A damning report into the failings at Mid Staffordshire NHS Foundation Trust today branded the crisis-hit hospital a 'disaster' which carried out a string of 'appalling' failings.

The £13m investigation into the Stafford Hospital scandal concluded today, with the inquiry chairman calling for a 'zero tolerance' approach to poor National Health Service standards of care amid demands for sweeping reforms.

Robert Francis QC made a total of 290 sweeping recommendations for healthcare regulators, providers and the Government in his 1,782 page report.

The findings attack local health authorities and the trust board but did not blame any one individual or organisation for the "disaster" at Stafford Hospital.

The damning report revealed that hundreds of patients died at the crisis-hit hospital because of an obsession with meeting targets and a 'box-ticking culture'.

David Cameron today apologised on behalf of the Government for the scandal, which was described as the 'biggest in the history of the NHS'.

The Prime Minister announced that the Health Secretary will be writing to the bodies responsible for standards for doctors and nurses, to ask why nobody had been struck off as a result of the failings uncovered in Staffordshire.

As the findings of the inquiry were revealed today, campaigners who exposed the Mid-Staffs health care scandal demanded people be held to account for its failings.

Julie Bailey, who set up the campaign group Cure the NHS after her mother Bella Bailey, 86, died at Stafford Hospital in 2007, said relatives of the victims wanted to see people held responsible for the scandal.

Miss Bailey insisted there must be 'change at the top' of the NHS in the wake of the report, which proposed sweeping changes to regulatory bodies.

The comprehensive report issued today concluded that:

  • 'Appalling' conditions suffered by patients were caused by 'serious failure' from trust board.

  • Mid Staffs trust failed to tackle an 'insidious negative culture'.

  • Poor leadership and staffing led to a 'completely inadequate' standard of nursing in wards

  • Managers had 'no culture' for listening to patients'; whose families were excluded from their care.

  • Hospitals which fail to comply with a 'fundamental standard' should be closed.

  • NHS has series of checks which should've prevented 'serious systematic failure of this sort'.

  • Hospital regulator Monitor should be stripped of powers to award foundation trust status.
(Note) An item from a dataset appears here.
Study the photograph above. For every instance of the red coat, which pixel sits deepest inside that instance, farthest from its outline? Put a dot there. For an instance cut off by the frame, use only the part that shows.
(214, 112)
Mr Francis said the NHS has a series of checks and balances which should have prevented "serious systematic failure of this sort".

The system failed in its primary duty of protecting patients, he added.

There were "numerous" warning signs which should have alerted authorities to problems at the trust.

There was a failure to communicate between the plethora of regulatory agencies and "too great a degree of tolerance of poor standards", he said.

Fundamental standards should be policed by a single regulator - the Care Quality Commission (CQC), he said.

He added that the regulator Monitor should be stripped of its powers to award trusts foundation trust status - a supposed marker of excellence in the NHS.

The regulator awarded the trust the status in 2008 - at the height of its troubles.

Mr Francis said "appalling" conditions suffered by patients at the trust, which runs the hospital, were primarily caused by "serious failure" on the part of the trust board.


The campaigner who kick-started exposure of the Mid-Staffordshire health care scandal has called for people to be held to account for its failings.

Julie Bailey, who set up the campaign group Cure the NHS after her mother Bella Bailey, 86, died at Stafford Hospital in 2007, said relatives of the victims wanted to see people held responsible for the scandal.

"We won't be going anywhere until there is a safer NHS, but things have got to change at the top.

"We are looking for accountability for this, we can't lose all these lives and nobody be held to account," she told ITV Daybreak. "We can't allow that."

A public inquiry was ordered after it was revealed that between 400 and 1,200 more people died than would have been expected at Stafford Hospital from 2005 to 2009, amid "appalling" standards of care.

Patients were left for hours sitting in their own faeces, food and drink was left out of reach and hygiene was so poor that relatives had to clean toilets themselves.

The BBC said the Government is expected to announce the creation of a new post of chief inspector of hospitals in response to the inquiry.

Miss Bailey said: "When mum went in, we both believed the NHS was something to be proud of, we both believed that the hospital would be a safe place.

"We quickly learned after four days that mum was in fact in a very dangerous place. She needed protecting in what should have been a place of safety."

NHS Confederation chief executive Mike Farrar warned against recommendations for more external regulation of hospitals, including the possible introduction of a new post of chief inspector of hospitals.

He said: "We shouldn't be relying on external inspectors to create the right climate and the right attitude in hospitals.

"Staff give really, really great care when they feel really, really valued - not really, really inspected."